On the death of his cousin on 12 March 1871, he succeeded as the fifth baronet to the family estates in Sussex, and lived quietly, never to be ‘prominently before the public, either at home or in the colonies’, though he maintained an interest in Australia as a resident fellow of the Royal Colonial Institute. He died at his home in Chelsea on 26 March 1885, survived by his wife, a son Harry who succeeded to the baronetcy, and a daughter. He left an estate valued at £9,000. His obituary (produced on reception of ‘our English telegrams this morning’) appeared in the Adelaide Observer on 4 April 1885. His picture in regimental dress is shown in Figure 2.
The history of the Corps of Royal Engineers covers over nine hundred years and cannot be rivalled by any other Arm or Service. The Corps can claim direct descent from the military engineers brought to England by William the Conqueror, with an unbroken record of service to the Crown since then. Its motto is ‘Ubique’, awarded by King William IV in 1832, signifying that it has taken part in every battle fought by the British Army in all parts of the world.

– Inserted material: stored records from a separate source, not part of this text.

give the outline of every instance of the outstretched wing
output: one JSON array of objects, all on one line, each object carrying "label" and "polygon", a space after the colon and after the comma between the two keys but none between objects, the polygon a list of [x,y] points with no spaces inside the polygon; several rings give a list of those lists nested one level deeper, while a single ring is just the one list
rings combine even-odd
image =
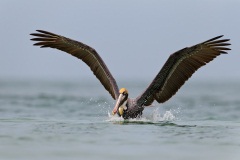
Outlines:
[{"label": "outstretched wing", "polygon": [[91,68],[94,75],[99,79],[111,96],[114,99],[117,99],[119,94],[117,83],[102,58],[93,48],[81,42],[77,42],[54,33],[43,30],[37,31],[39,33],[30,34],[35,36],[35,38],[32,38],[31,40],[37,41],[34,45],[41,46],[41,48],[56,48],[81,59]]},{"label": "outstretched wing", "polygon": [[225,47],[230,45],[226,43],[229,39],[221,37],[173,53],[148,88],[137,97],[138,105],[149,106],[154,100],[158,103],[169,100],[195,71],[220,54],[226,54],[226,50],[230,50]]}]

I acknowledge the help of Tonia Eldridge, Research Librarian at the State Library of South Australia, for providing the information in the Australian Dictionary of Biography, p. 220 as well as the obituary in the Adelaide Observer. Permission was obtained from the State Library of S.A. to reproduce Figure 2. The archivist at the National Archives of Canada was helpful for the Canadian content of Freeling’s life.
This paper was published in the N.S.W. Philatelist, February 2005, Volume 27, (whole number 101), pages 10-11.
Addendum: This 1849 outer was addressed to the Dept. (or Depy.) Surveyor General for the third person who occupied the position, E.C. Frome left South Australia in 1849, and A.H. Freeling may not have arrived by May 1849. The address continues as Lands office, Adelaide. There were multiple markings on the front, but the back showed it had been previosly owned byRigo de Righi. Top left there is a manuscript ‘Paid Urgent’, an unframed arrival postmark G.P.O./ [CROWN]/ 25/ (18)49/ SOUTH AUSTRALIA, top right a red manuscript ‘Pd: 4’, bottom left a fine strike of an oval POST OFFICE/ 24 May 49 (manuscript)/ MT BARKER; and lower right , a red handstamp applied at Adelaide, large CROWN/PAID (Figure 3).